What this says to me is: "Kevin, you did a great job and continually do a great job maintaining your books. Some other asshole doesn't have your skill so it's your job to clean their shit up". In reality what they say is "Kevy wevy, could you organize the poetry section? Please?" Still it gets on my nerves.
Today I had to clean up the politics section and (appropriately) it was a train wreck. I did my job and STILL had time to kill, so I did what any other person would do: I un-did my job and did it again. And again, and again, and again.
"Wow" they would say. "Kevin's really cleaning up that section". It never fails.

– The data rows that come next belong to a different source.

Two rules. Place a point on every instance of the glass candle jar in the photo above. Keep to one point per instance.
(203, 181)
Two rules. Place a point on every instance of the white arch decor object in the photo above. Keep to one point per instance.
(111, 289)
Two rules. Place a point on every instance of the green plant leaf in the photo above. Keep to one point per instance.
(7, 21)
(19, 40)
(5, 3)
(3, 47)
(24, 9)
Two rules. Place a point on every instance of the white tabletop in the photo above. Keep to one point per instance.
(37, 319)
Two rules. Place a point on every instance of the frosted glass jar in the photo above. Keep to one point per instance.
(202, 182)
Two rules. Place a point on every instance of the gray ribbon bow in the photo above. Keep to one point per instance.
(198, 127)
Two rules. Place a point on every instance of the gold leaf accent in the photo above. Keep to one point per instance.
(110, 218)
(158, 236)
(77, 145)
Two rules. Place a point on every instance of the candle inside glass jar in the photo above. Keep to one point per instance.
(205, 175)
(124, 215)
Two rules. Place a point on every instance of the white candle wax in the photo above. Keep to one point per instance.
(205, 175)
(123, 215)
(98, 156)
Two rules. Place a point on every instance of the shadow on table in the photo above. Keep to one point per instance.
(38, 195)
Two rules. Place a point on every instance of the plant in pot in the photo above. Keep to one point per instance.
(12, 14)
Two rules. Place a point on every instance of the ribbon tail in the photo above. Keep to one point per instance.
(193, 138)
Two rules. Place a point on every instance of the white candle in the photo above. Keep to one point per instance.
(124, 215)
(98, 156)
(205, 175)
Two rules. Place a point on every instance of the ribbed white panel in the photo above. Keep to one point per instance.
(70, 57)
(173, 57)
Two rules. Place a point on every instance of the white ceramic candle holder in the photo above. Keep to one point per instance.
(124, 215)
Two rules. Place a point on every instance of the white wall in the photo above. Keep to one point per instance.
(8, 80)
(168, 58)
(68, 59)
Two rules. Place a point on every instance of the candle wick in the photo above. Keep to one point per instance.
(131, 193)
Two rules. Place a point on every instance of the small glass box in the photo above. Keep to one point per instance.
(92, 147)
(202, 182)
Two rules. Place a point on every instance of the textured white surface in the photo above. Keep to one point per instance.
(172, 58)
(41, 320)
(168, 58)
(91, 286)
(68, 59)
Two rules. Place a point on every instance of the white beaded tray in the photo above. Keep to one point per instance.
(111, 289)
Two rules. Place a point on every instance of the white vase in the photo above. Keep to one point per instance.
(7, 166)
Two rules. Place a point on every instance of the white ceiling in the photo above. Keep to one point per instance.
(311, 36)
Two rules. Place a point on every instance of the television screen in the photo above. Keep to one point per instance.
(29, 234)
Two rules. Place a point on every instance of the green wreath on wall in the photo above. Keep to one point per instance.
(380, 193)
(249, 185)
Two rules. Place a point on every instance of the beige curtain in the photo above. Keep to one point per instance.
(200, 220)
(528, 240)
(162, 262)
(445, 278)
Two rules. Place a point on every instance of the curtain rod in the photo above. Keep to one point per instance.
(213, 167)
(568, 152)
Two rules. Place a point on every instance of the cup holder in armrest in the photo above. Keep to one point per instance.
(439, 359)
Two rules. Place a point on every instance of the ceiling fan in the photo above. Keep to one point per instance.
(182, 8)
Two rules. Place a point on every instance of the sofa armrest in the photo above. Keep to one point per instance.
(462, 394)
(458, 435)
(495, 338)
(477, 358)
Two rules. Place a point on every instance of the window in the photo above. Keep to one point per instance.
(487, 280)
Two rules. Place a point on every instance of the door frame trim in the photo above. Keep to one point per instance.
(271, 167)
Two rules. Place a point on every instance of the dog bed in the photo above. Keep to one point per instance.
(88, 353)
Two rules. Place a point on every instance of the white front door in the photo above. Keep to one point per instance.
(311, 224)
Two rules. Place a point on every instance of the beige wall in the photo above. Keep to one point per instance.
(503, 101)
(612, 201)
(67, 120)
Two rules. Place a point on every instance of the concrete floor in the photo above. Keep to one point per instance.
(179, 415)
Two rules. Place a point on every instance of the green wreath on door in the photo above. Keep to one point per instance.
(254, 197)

Today however that same militant asshole who assigned me the job must have had one of his cronies spying on me, because he ran over and said: "DID YOU JUST ALPHABETIZE THOSE BOOKS, SHUFFLE THEM AROUND, THEN RE-ALPHABETIZE THEM?"
I really had nothing to say. I could see the Grand Theft Auto font floating over my head as a camera mounted on a helicopter flew away, keeping me in frame, rocking back and forth:
"Yeah. Sorry. I'm a little under the weather today"
The minute I said it I realized I had my bullshit excuses for fucked-up situations mixed up.
Again. Deer in headlights.
After a few beats of awkwardness I said:
"I didn't do that. I took these off the shelf because there was a book trapped behind them, you know that space behind the shelved books and the shelf itself?"
He stared at me, pissed off. I thought I was done for. After an even longer pause, he goes:
"OOOOHH. God I just hate that space. Good work." and waddled off.